DaF-BEVSeg: Distortion-aware Fisheye Camera based Bird's Eye View Segmentation with Occlusion Reasoning

Senthil Yogamani,David Unger,Venkatraman Narayanan,Varun Ravi Kumar
2024-04-09
Abstract:Semantic segmentation is an effective way to perform scene understanding. Recently, segmentation in 3D Bird's Eye View (BEV) space has become popular as its directly used by drive policy. However, there is limited work on BEV segmentation for surround-view fisheye cameras, commonly used in commercial vehicles. As this task has no real-world public dataset and existing synthetic datasets do not handle amodal regions due to occlusion, we create a synthetic dataset using the Cognata simulator comprising diverse road types, weather, and lighting conditions. We generalize the BEV segmentation to work with any camera model; this is useful for mixing diverse cameras. We implement a baseline by applying cylindrical rectification on the fisheye images and using a standard LSS-based BEV segmentation model. We demonstrate that we can achieve better performance without undistortion, which has the adverse effects of increased runtime due to pre-processing, reduced field-of-view, and resampling artifacts.
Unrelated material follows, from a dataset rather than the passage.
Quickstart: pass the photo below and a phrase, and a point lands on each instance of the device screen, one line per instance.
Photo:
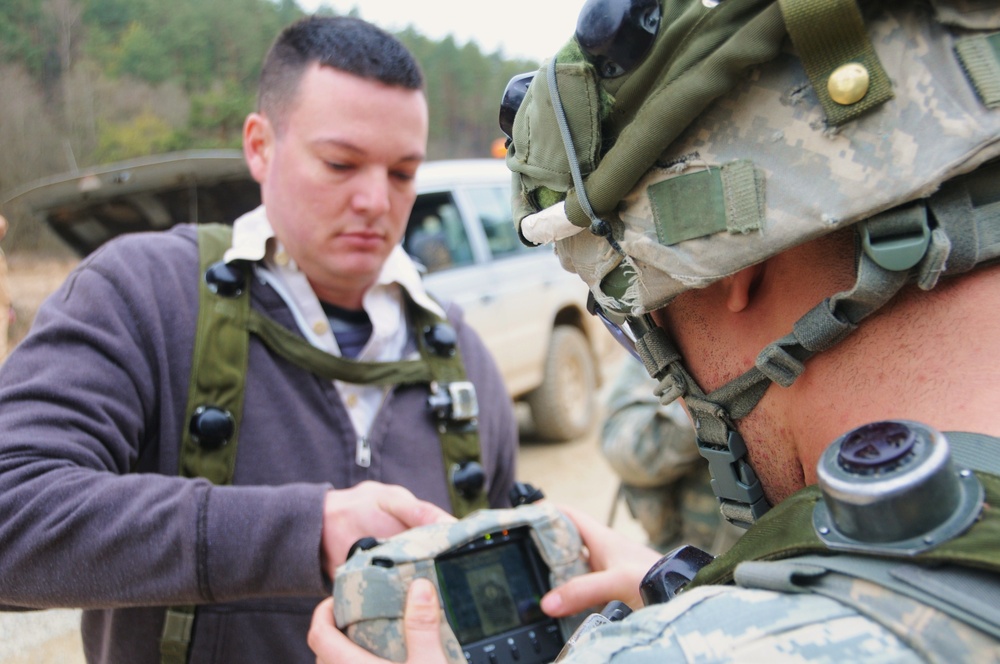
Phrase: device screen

Further, we introduce a distortion-aware learnable BEV pooling strategy that is more effective for the fisheye cameras. We extend the model with an occlusion reasoning module, which is critical for estimating in BEV space. Qualitative performance of DaF-BEVSeg is showcased in the video at
Computer Vision and Pattern Recognition,Robotics
What problem does this paper attempt to address?
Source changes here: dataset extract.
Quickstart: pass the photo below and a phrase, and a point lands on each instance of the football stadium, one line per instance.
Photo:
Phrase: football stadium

The main problem this paper attempts to address is the inadequacy of existing Bird's Eye View (BEV) semantic segmentation methods when dealing with fisheye camera images. Specifically: 1. **Lack of real-world datasets**: Currently, there is no publicly available real-world dataset for BEV semantic segmentation using fisheye cameras. Existing synthetic datasets do not adequately handle non-modal regions caused by occlusions. 2. **Special challenges of fisheye cameras**: Fisheye cameras introduce more image distortion due to their larger field of view (FOV), making it difficult to directly apply traditional pinhole camera models to fisheye cameras. Therefore, specialized methods are needed to address the distortion issues of fisheye cameras. 3. **Occlusion reasoning**: Proper handling of occluded areas in BEV space is crucial for scene understanding, especially in urban driving and parking scenarios where occlusions are very common. To address these issues, the paper proposes the following main contributions: - **Creation of a fisheye BEV segmentation dataset**: A synthetic dataset is generated using a commercial-grade simulator, containing various road types, weather, and lighting conditions, and providing occlusion masks. - **Design of a new distortion-aware learnable pooling strategy**: This strategy adapts using camera intrinsics to effectively handle the distortion issues of fisheye cameras. - **Proposal of a general framework**: This framework generates BEV semantic segmentation from raw images and supports various camera models. - **Development of an end-to-end multi-task model**: This model not only provides semantic categories but also performs occlusion reasoning in ambiguous scenes. Through these methods, the paper aims to improve the performance and robustness of fisheye cameras in BEV semantic segmentation tasks.